In a statement ending a tense six-day meeting, the leaders said that past pledges by Episcopalians for a moratorium on gay unions and consecrations have been so ambiguous that they have failed to fully mend ``broken relationships'' in the 77 million-member Anglican Communion.
The Episcopal Church, the U.S. wing of world Anglicanism, must clarify its position by Sept. 30 or its relations with other Anglicans will remain ``damaged at best.''
Roman Catholics will soon become the largest religious group in Great Britain, outnumbering Anglicans for the first time since the Reformation, the London Times reports.
Weekly Mass attendance at Catholic parishes now stands at about 1 million, roughly equal to the number attending Anglican services. But the Catholic population of Britain is steadily expanding, mostly because of immigration, while the Anglican community is in decline, the Times observes.
The Anglican Primate meeting in Tanzania this week has the possibility to be explosive. The First Things blog has a great analysis that is great for those who want a primer before the stuff hits the fan:
“I fear schism,” Rowan Williams told the BBC, and with good reason. Today the annual meeting of the Anglican Communion officially begins in Tanzania, and it is not at all clear that the communion will last the week. No fewer than thirty-seven Anglican archbishops have assembled at a hotel in Dar-es-Salaam, charged with the task of deciding what to do about the communion’s recalcitrant American branch, otherwise known as the Episcopal Church. Archbishop Williams’ biggest problem is that not all the archbishops are on speaking terms with one another. “I fear the situation slipping out of my control,” he went on to tell the BBC. Indeed, it may already have done so.
Archbishop Williams, in a sermon last summer titled “The Challenge and Hope of Being an Anglican Today,” noted that Anglicans have uneasily coexisted for generations as three distinct groups in one church: evangelicals, catholics, and liberals.
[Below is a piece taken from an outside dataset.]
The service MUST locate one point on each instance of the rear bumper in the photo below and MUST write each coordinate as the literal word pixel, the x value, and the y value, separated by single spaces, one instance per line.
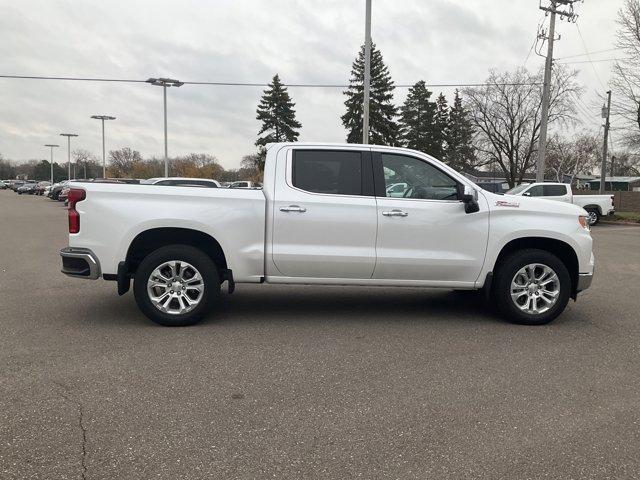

Part of being an Anglican, he argued, is believing that all three groups have something to learn from one another. Most Christians would agree with his point. But the practical difficulty of it is that the three groups increasingly live in separate thought-worlds, each with its own distinct vocabularies and ideas about what it means to be a Christian. These divisions, long simmering beneath the surface of the maddeningly diverse Anglican brew, have now come to the surface in Tanzania. If this week’s meeting results in serious schism—which is a very distinct possibility—it will be because the three camps finally prove unable to talk to one another, and hence go their separate ways.
He goes on to analyze each of the three groups. Seems like a sharp analysis and worth a read.
ATTLEBORO -- The wave of defections that has rocked the Episcopal Church since the ordination of the first openly gay Episcopal bishop in 2003 has reached the liberal Diocese of Massachusetts, where one congregation has severed its ties to the national church. Nearly two dozen others across New England have disassociated themselves from the church's teachings on gay clergy, homosexuality, and salvation.
In the first of what adherents of traditional Anglican doctrine in the United States say will be a string of defections, the Attleboro congregation that for 115 years was known as All Saints Episcopal Church has changed its name to All Saints Anglican Church and affiliated itself with the Anglican Province of Rwanda.
And in a step many see as preliminary to following the lead of All Saints, 23 other churches in Massachusetts and elsewhere in the region have joined the Anglican Communion Network, an organization of US congregations that do not accept current Episcopal teachings on the controversial topics.
"It seems we are at the moment of fracture," said the Rev. William L. Murdoch of All Saints Church in West Newbury, who is the leader of the disaffected churches in New England.
The Rev. Lance K. Giuffrida , an Episcopal minister for 28 years and pastor of All Saints in Attleboro for the last five, said, "We did not want to go. We thought we could turn this around. We were wrong."